What's a promise worth?
Not a lot, perhaps, but it's better than nothing; six councils are considering new solar initiatives in their towns and cities as part of their Solar Promise.
Nelson mayor Aldo Miccio, the Nelson Environment Centre, and SolarCity launched The Solar Promise campaign in July, calling for councils, central government, individuals and businesses to do what they can to remove barriers to solar and make the technology more affordable.
He says a number of councils were already looking into solar projects before the advent of the Solar Promise, including the three Southland councils, Westland District Council (which waived consent fees in 2007), Auckland City Council and Dunedin City Council
New Plymouth, Marlborough, Wanganui, Hutt City and Wellington have also confirmed solar initiatives are being introduced into their planning.
Hawke's Bay Regional Council has also proposed funding a solar hot-water scheme in its Draft Long Term Plan for 2012-22, and Hastings District Council has already indicated it is likely to support this recommendation.
One of the easiest things a council can do for ratepayers is offer Solar
Saver Schemes, Miccio says – an innovative rates-based financing mechanism
to help homeowners spread out the cost of going solar.

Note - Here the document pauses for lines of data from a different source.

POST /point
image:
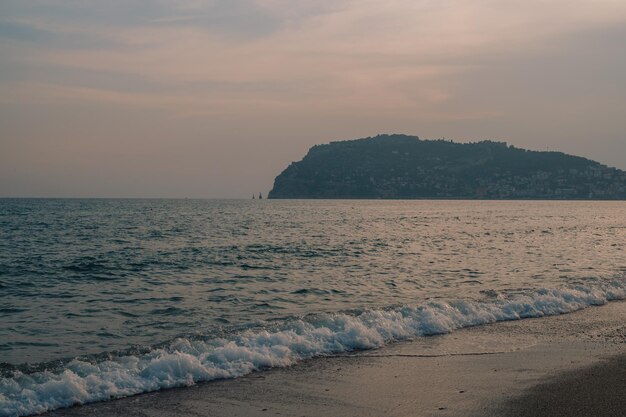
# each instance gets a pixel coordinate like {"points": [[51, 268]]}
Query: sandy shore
{"points": [[567, 365]]}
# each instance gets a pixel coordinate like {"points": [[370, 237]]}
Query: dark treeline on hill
{"points": [[399, 166]]}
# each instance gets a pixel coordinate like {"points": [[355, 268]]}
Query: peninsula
{"points": [[406, 167]]}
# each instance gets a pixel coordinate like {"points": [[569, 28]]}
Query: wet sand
{"points": [[567, 365]]}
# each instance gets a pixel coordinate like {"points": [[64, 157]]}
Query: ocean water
{"points": [[102, 299]]}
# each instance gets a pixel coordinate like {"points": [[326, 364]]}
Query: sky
{"points": [[213, 99]]}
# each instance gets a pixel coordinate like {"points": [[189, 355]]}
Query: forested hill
{"points": [[399, 166]]}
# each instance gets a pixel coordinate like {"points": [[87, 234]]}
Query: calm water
{"points": [[79, 278]]}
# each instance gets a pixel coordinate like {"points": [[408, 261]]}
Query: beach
{"points": [[546, 366]]}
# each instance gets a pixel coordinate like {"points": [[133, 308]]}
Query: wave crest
{"points": [[184, 362]]}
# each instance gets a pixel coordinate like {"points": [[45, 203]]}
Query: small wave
{"points": [[184, 362]]}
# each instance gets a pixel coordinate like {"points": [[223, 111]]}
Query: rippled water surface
{"points": [[80, 277]]}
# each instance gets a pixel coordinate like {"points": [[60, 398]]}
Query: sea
{"points": [[107, 298]]}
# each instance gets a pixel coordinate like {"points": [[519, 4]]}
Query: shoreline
{"points": [[474, 371]]}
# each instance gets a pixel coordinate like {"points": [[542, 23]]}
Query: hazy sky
{"points": [[193, 98]]}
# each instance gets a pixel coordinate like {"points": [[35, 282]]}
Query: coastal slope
{"points": [[405, 167]]}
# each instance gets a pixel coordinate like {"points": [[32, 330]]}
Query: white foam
{"points": [[185, 362]]}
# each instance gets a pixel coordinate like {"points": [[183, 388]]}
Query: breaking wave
{"points": [[184, 362]]}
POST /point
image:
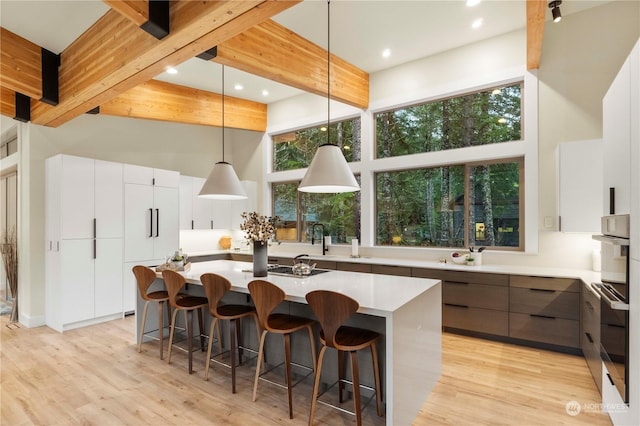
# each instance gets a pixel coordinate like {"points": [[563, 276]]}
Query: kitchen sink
{"points": [[288, 271]]}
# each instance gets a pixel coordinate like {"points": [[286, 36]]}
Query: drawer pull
{"points": [[542, 316], [542, 290], [456, 305], [589, 337]]}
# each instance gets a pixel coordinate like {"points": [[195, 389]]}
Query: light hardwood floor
{"points": [[95, 376]]}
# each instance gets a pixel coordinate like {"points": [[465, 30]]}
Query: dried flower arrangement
{"points": [[258, 227], [9, 249]]}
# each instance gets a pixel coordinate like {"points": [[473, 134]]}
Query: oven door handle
{"points": [[611, 300]]}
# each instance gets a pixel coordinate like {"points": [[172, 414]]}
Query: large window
{"points": [[339, 214], [451, 206], [480, 118], [295, 150]]}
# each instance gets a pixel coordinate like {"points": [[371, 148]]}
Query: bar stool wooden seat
{"points": [[187, 303], [332, 310], [145, 277], [215, 287], [266, 297]]}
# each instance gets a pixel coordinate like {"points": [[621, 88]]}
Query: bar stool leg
{"points": [[287, 371], [259, 364], [355, 379], [161, 327], [141, 332], [316, 385], [376, 378]]}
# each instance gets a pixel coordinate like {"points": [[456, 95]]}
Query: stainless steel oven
{"points": [[614, 297]]}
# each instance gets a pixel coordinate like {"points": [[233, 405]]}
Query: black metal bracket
{"points": [[158, 23], [50, 77], [208, 55], [23, 108]]}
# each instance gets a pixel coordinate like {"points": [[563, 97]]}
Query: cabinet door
{"points": [[166, 222], [138, 233], [186, 202], [77, 192], [580, 186], [76, 280], [108, 276], [221, 212], [202, 207], [166, 178], [109, 199], [616, 133]]}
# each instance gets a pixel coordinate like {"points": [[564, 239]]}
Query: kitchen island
{"points": [[407, 311]]}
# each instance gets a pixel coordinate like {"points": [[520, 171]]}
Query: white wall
{"points": [[581, 56]]}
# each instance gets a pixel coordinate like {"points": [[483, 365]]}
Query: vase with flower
{"points": [[258, 230]]}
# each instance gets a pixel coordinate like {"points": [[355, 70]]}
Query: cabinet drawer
{"points": [[353, 267], [545, 283], [476, 295], [555, 331], [475, 319], [543, 302], [403, 271]]}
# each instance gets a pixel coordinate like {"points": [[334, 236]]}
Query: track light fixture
{"points": [[555, 10]]}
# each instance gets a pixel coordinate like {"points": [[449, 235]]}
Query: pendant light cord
{"points": [[328, 69], [223, 113]]}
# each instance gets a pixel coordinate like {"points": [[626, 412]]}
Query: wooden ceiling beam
{"points": [[264, 49], [536, 12], [114, 55], [158, 100], [20, 65]]}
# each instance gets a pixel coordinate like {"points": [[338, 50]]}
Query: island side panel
{"points": [[414, 355]]}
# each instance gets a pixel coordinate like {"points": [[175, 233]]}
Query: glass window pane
{"points": [[423, 207], [285, 206], [295, 150], [486, 117], [494, 217]]}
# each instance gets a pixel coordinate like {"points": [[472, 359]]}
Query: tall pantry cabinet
{"points": [[84, 252], [151, 209]]}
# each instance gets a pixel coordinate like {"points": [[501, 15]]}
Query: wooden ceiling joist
{"points": [[157, 100], [263, 49], [20, 65], [536, 12], [114, 55]]}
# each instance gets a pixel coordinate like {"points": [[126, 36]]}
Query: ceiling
{"points": [[360, 31]]}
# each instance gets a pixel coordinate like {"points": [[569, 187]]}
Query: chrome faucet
{"points": [[313, 237]]}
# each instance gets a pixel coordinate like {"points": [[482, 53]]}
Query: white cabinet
{"points": [[84, 223], [616, 138], [151, 200], [580, 185], [151, 226]]}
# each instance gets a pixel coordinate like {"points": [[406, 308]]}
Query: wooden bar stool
{"points": [[266, 297], [187, 303], [333, 310], [215, 287], [145, 277]]}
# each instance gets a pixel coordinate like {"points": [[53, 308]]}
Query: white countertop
{"points": [[377, 294]]}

Councils can also
waive solar resource consents to further remove cost barriers.
“In the scheme’s first year Nelson families put more solar systems on their roofs than the whole of Auckland City, immediately getting up to one week’s free power every month."
Andrew Booth, chief executive of solar power company SolarCity, says the increased number of councils considering Solar Saver Schemes is crucial to a sustainable future.
“Few challenges facing our families and communities are more urgent than the rising cost of power for our homes, and the twin crisis of climate change and oil depletion,” Booth says. “New Zealand has a world-class solar resource yet according to EECA only about 35,000 New Zealand homes currently have solar.
“Councils have a central role to play in tackling climate change – and they are well placed to help New Zealand meet its renewable energy targets, as well as create jobs and reduce energy bills for people living in their community.”